The compound of two 600-cells has 240 vertices that are the 4-dimensional projection of the 240 vertices of the 4₂₁ polytope. The two 600-cells have (1200+1200=2400) triangular faces and (720+720=1440) internal triangles, making a total of 3840 (=384×10) triangles. 384 is the 383rd integer after 1, where 383 is the 76th prime number.

6720 = 16800×2480/(2²+3²+4²+...+26²).

As 168 = 13² − 1,

16800 = 168×10² = (13² − 1)10² = 130² −10² = (2×65)² − (2×5)²

= 4(65² − 5²).

65² = 1 + 3 + 5 + 7 + 9... + 129

and

5² = 1 + 3 + 5 + 7 + 9.

Therefore,

16800 = 4(11+13+15+... +129).

and

6720 = (11+13+15+...+129)×4×2480/(2²+3²+4²+...+26²).

154×240 hexagonal yods are in the 30240 faces in each half of the 4₂₁ polytope constructed from tetractyses, where 154 is the 153rd integer after 1 (see commentary on the second table in #12).

An octagon whose sectors are tetractyses contains 49 yods. Surrounding the centres of two separate Type C octagons are 672 yods. Weighted with the Decad, they generate the number 6720 (see #19).

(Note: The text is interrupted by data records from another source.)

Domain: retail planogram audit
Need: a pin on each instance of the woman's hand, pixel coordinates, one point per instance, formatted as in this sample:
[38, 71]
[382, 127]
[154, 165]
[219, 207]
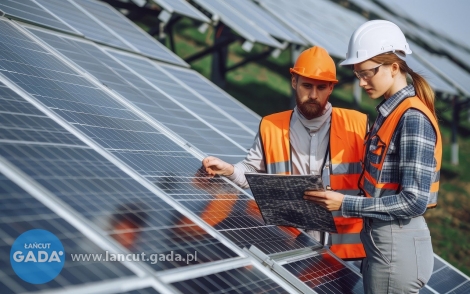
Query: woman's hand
[328, 199]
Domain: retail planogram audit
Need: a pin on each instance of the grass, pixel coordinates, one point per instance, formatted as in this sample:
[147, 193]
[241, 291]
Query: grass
[264, 86]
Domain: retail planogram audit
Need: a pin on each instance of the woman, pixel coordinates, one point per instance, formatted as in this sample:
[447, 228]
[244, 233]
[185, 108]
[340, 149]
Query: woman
[402, 158]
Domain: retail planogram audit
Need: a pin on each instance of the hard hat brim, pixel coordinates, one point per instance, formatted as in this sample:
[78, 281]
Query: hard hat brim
[320, 78]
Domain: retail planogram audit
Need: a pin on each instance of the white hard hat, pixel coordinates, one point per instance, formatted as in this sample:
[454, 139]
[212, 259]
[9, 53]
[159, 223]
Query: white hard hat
[373, 38]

The 10-tree has 65 Sephirothic levels (see #2 in Wonders of superstrings). The 13680 yods in its inner form correspond to the 13680 yods lining the edges of the 4₂₁ polytope when its faces are tetractyses.

The number of corners, sides & triangles in the faces and interior of each half of the 4₂₁ polytope = 74400/2 = 37200 = 155×240.